The Indiana Economic Development Corporation is practically a PR arm of the Daniels administration. It also pushes for tax credits for companies that want to relocate to the state. It pushes very hard for approval of any major "job creation" plan because it gives the State admin a chance to do a major PR Media blitz, involving the Governor on live TV.

Romney is very much on the same boat as Daniels. They are both primary "business" interested but when push has come to shove, such as Daniels' response to State of the Union, they very quickly adopt the talking points of the right-wing fringe.
 
...


Why yes it did [subordinate the government loans to other investors], and under Obama, not Bush. This is extremely unusual, the government almost always gets first dibs on any money owed in a bankruptcy. But not for Solyndra.

http://energycommerce.house.gov/News/PRArticle.aspx?NewsID=9021


This strikes me as a pretty big deal. I did notice that Wildcat's source was a House committee press release, which I suspect is politicized to the max. But still, on the surface this looks bad.

I think we need to see some sort of a response to this claim by the Obama administration before we know much about what went on here. Was Van Jones involved with the day to day negotiations on this loan? Was Steven Chu the main driver?

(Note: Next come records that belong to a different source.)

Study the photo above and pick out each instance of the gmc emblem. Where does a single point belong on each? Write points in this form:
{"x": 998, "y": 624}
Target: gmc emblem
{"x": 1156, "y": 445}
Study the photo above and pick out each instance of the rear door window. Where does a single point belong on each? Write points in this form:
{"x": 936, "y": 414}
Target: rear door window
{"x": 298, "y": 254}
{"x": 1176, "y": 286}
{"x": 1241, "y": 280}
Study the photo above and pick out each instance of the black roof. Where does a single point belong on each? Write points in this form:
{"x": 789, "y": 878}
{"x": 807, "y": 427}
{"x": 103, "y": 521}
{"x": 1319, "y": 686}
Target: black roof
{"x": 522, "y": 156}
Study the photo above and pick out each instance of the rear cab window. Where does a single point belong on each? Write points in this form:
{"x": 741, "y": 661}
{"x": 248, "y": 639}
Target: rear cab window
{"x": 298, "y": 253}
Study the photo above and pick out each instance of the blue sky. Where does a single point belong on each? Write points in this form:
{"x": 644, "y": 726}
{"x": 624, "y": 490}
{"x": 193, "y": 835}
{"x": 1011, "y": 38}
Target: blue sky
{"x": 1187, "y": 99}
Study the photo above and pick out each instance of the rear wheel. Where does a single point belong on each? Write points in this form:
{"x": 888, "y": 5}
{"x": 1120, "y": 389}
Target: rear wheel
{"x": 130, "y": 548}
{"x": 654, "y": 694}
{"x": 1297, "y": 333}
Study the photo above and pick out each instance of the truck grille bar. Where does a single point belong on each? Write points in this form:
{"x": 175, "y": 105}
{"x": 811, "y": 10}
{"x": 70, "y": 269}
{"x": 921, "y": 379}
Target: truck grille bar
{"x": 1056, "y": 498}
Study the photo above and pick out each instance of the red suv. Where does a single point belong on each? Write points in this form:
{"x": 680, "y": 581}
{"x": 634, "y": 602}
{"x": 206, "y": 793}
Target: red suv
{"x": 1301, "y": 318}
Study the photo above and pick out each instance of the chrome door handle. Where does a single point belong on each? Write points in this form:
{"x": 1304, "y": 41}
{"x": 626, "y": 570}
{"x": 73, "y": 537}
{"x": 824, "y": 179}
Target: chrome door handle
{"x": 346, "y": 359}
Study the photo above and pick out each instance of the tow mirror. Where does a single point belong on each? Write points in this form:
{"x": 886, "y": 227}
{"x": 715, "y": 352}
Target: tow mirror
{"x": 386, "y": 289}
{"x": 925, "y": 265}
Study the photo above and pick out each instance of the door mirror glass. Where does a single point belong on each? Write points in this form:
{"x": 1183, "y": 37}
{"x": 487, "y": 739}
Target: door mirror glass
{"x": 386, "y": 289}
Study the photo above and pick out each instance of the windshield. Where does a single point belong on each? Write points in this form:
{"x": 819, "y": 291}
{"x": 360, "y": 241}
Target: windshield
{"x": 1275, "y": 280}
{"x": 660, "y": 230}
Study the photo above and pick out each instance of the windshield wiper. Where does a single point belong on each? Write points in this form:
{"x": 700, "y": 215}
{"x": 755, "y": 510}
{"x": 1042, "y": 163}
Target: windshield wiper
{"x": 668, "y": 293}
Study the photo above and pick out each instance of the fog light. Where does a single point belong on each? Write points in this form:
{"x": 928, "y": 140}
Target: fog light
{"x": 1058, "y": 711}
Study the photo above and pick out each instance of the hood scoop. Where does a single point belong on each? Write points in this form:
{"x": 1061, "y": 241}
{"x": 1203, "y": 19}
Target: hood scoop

Although I would probably not have thought the loan was a good idea on ideological grounds, I can see the arguments for it and I am sympathetic a bit to the notion that conditions changed rapidly when Chinese solar cell manufacturers precipitously reduced prices, but for the US to have put up 575 million dollars in a loan without significant collateral and in a deprecated position to original investors looks pretty shady to me.

Right now, I am thinking it is a good thing that there is an opposition party, albeit one driven by its own self serving purposes, to push for a better accounting of what went on here.
 

Interesting but doesn't quite go to the claim that the administration got a crappy deal with regard to position of the government in the event of a bankruptcy. Were the Obama officials rubes or did they make a reasonable deal that just turned to crap because of unforeseen circumstances?

FWIW, I am very skeptical of Democratic happy talk about green jobs. The fact is, IMHO, that the combined cost of labor and other expenses in the US is too high to compete effectively in many markets and nothing is going to fix that until costs are reduced in the US. The Democratic view that they are going to jump start a green industry in the US and that this is going to somehow overcome the fundamental problems with the US economy is, I think, unfounded.

So was the Solyndra failure the result of bad luck, bad ideology, corruption or incompetence? I tend to believe it was bad ideology with a dash of incompetence and bad luck. But I could easily change my mind.